Tradisi yang bisa jadi wisata ramadhan nampaknya akan menghilang (foto : pribadi) |
Puasa tinggal lima
hari lagi, para pengurus BTM, Pegawai Syar’i, para tokoh masyarakat berkumpul
di secretariat BTM Darusalam Motoboi Kecil. Oleh Robi Paputungan yang saat itu
menjadi komandan pemuda dibawah Remaja Masjid, kami diminta hadir juga. Kami
hendak mengajukan pembuatan “tuntul” di lapangan.
Jujur diakui
tidak gampang. Lapangan Motoboi Kecil luasnya sekitar 150 x 120 meter, jika
keseluruhan lapangan dipasang tuntul bisa memakan minimal 3 drum minyak tanah.
“Rencana yang
baik, saya yang akan menanggung satu drum,” kata seorang pegawai syar’i yang
sudah tua namun penuh semangat.
“Baiklah, saya
dan pegawai syar’I yang akan menyediakan satu drum minyak tanah,” kata Lurah
membijaki, kemudian beliau membisikan sesuatu pada pegawai syari itu—mungkin menjelaskan
harga satu drumnya yang tak mungkin dibebankan pada satu orang, sang pegawai
syari nampak mengangguk-angguk.
“Saya juga menambahkan
satu drum,” kata Jemi Lantong, saat itu sedang duduk sebagai wakil rakyat.
Memasang api lampu |
Seorang orang
tua kampung berdiri, beliau menyarankan agar dua drum saja sudah cukup. Beliau
dengan bijaknya mengatakan bahwa perlu dilakukan penghematan. Dan terjadilah
perdebatan dengan pemuda. Para pemuda merasionalkan
bahwa tidak mungkin dapat memasang tuntul di lapangan jika hanya dua drum.
Seorang pemuda
bangkit, nampaknya dia sudah kesal dengan perdebatan itu. “Tak masalah cuma dua
drum yang disediakan, yang penting jangan persalahkan kami jika tuntul hanya
dipasang dua malam,” katanya tegas kemudian duduk kembali.
Suasana hening
sejenak, kemudian sang orang tua kampung yang bicara tadi tampil kembali. “Itu
warning, tak mungkin juga kita hanya memasang tuntul dua malam. Jadi kmi sudah
sepakat bahwa kami akan menyumbangkan satu drum lagi,” katanya.
Suasana jadi
sumringa, tepuk tangan menggema. Rupanya orang tua kampung yang dikenal sebagai
pengusaha itu sudah bicara dengan pengusaha kampung lainnya dan mereka sepakat
untuk menyumbang satu drum.
Persoalan
minyak tanah selesai. Sekarang harus memikirkan bagaimana bahan lainnya. Untuk
sementara kami tak memikirkan dulu persoalan lain yang sebenarnya jadi pokok
masalah juga. Kami bersepakat saat itu juga ke kebun di Molayak, mengumpulkan kayu
dan bambu yang akan dijadikan patok maupun model tuntul nantinya.
Membuat desain |
Udara panas,
nyiur yang masih pendek sudah pada berbuah deras, kelapa mudanya pasti enak, pasti
akan menghilangkan dahaga kami di siang yang terik ini. Namun apa daya, kami puasa.
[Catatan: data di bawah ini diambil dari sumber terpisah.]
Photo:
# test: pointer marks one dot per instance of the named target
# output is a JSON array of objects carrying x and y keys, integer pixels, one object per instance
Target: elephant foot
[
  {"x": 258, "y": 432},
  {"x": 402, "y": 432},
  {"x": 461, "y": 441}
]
Maka, yang bisa kami lakukan hanya mengambil beberapa buah untuk dibawa pulang—urusan
kawan-kawan remaja putri yang akan meraciknya untuk suguhan buka puasa nanti.
Patok dan
bambu sudah kami kumpulkan dan sudah dibawa ke lapangan. Masalah berikutnya,
kami masih butuh botol-botol kecil minuman untuk tempat meletakan minyak tanah—kami
memperhitungkan minimal 10.000 buah botol, juga perlu sumbu serta loga-loga,
serta perlu tali labrang untuk menghubungkan antar patok—kalau hanya digunakan
tali plastic takutnya akan terbakar.
Ternyata benar
apa yang dikatakan orang bijak: Lakukan apa yang dapat kamu lakukan maka Tuhan
akan menggerakan apa yang tidak bisa kamu lakukan!
Kesadaran
masyarakat muncul ketika melihat kami bekerja. Maka masing-masing menyumbangkan
apa yang bisa dia sumbangkan. Dan komplitlah semuanya.
Di malam H-3,
Motoboi Kecil benar-benar dikepung asap. Namun tak mengurangi antusis
masyarakat untuk menontoni hasil kerja kami.
Itu cerita
tahun 2006. Pada tahun 2011, hal yang sama diulang kembali. Kali ini aku tak
ikut-ikutan, teman-teman Remaja Masjid yang melakukan. Aku yakin kendalanya
sama.
Sekarang,
ketika minyak tanah melonjak sampai Rp 5000,-/liter, rasanya melakukan kegiatan
semacam ini tak mungkin lagi. Tuntul pun tinggal kenangan.